August traditionally is a tough time to get a good bite going for most walleye lakes I fish, but there are definitely options and ways to fish for late summer walleye. Each lake has hatched, bloomed, or otherwise reached its peak productivity, and fish have been taking full advantage of the flush of forage that’s been pumped into the system. They’re fat and happy, which can mean disinterested fish over deep water, especially during the high sky, and elevated temps of August. Still, there are some great walleye bites going on right now, you just might have to seek moving water to get your fix.
My buddy Brandon Eder is a fisheries biologist, and one of his favorite places to fish is the Mississippi River reaches from Brainerd, all the way down to the north metro. Knowing his affinity (and my own) for small rivers, we usually find some time each July and August to get back to some “roots-fishing” down on the river. I call it that, because growing up in the Driftless Region of the state where I’m from, rivers were the only game in town, at least locally. Especially during late summer when typically low water levels stack fish in tighter and tighter locations, I’d spend many a day pitching jigs and crankbaits for walleyes. Then and now, some of the best river fishing of the season can be found when people have all but given up on the fish.
Brandon and I a few years ago now headed out to target a particularly rocky stretch of river that we’d found success at before. As in, before, when there was more water to make navigation around said rocks a bit easier. Although it means we have to watch the electronics a bit closer and hug the deeper outside turns more often, low water usually makes the fishing better. Better it was as we started off drifting jigs through 6-8 foot holes with some immediate action. The general program was to find these holes on the outside bends of the river, drift them with jigs, and then pull up through the exact same locations with crankbaits. Traditionally it’s been a pretty solid one-two punch, with current-facing walleyes loving that jig in their face, and those same fish being willing to sweep over and grab a crank that’s slowly traversing up-current from behind them. Of course, the day wouldn’t be complete without a pass or two pulling crankbaits downstream as well. The smaller the river, the better this seems to work for some reason, as many a canoer or kayaker heading in the direction of the current will tell you.
Most fish that day were healthy eater-sized fish, but there were a good number of over-zealous bigs that went back too. Slower stretches yielded some nice smallies too, but the bulk of our targets were walleyes in rocky current areas. In those places especially, it’s amazing what a difference a foot can mean for your jig when either staying in the zone or way up and above these fish. They were holding in some decent current, and they literally have a split second to eat your bait…or not. Quick pops catch current, so you simply won’t get bit if it’s riding too far over their head. This effect can be nullified by holding your rod tip straight up in the air during shallower stretches and fishing “down” to the fish, then continually dropping it back down or letting out more line to achieve greater depth during the deeper parts of the run.

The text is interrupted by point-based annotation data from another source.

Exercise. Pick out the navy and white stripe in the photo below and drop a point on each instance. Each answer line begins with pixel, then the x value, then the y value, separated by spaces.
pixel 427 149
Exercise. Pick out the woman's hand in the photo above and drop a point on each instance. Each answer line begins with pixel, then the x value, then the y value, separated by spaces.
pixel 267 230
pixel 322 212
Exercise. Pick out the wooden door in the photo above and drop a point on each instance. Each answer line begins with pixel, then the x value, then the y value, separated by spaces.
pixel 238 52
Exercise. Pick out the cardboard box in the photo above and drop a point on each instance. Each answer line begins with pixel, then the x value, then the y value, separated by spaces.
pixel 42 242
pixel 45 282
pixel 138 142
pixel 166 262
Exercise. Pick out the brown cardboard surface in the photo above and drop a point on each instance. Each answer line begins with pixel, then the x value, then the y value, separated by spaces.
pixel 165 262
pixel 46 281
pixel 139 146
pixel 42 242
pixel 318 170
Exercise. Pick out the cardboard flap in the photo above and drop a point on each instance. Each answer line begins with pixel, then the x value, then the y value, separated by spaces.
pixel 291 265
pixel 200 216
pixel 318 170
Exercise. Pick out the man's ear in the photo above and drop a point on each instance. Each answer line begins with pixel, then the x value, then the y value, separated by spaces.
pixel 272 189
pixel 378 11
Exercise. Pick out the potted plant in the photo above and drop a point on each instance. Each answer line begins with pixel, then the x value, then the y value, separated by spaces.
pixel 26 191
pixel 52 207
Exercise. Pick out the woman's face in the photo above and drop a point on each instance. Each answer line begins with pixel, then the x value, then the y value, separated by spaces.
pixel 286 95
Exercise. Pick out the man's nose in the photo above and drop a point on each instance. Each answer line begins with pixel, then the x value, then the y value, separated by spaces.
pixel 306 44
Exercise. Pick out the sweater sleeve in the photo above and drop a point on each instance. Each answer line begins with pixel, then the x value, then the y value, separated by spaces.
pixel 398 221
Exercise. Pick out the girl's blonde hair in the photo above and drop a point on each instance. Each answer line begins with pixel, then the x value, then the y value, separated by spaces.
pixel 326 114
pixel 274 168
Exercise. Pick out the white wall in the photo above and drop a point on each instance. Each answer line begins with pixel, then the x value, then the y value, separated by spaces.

I started off with a smaller jig fished and dragged away from the boat, tipped with a crawler, then a leech, then a minnow, in that order. It’s a great technique that I’ve used successfully in several small rivers, but not this day. Too much current wouldn’t allow it in the zone as long as using a bigger hunk of lead closer to the boat. Like almost right below it. Minnows proved to be a clear choice, primarily due to their compact size in my opinion. The other bait would get hit, but not engulfed, leading to poor hooking. A braided line is nice for this, as you’re going to wedge some jigs in a rock or two along the way. It’s all part of the program, so bring plenty of jigs in that ¼ – ½ oz size.
Fishing in a small aluminum boat with a gritty old motor imprints a nostalgic feel to the days of fishing, yet we do it not just for sentimental reasons. These tools and this method of fishing remain entirely efficient, and wildly successful during a time of year that most people have a built-in excuse for. I love a large-lake adventure in a big-water boat like the next angler, but nothing re-charges the batteries like slowing down and fishing simply.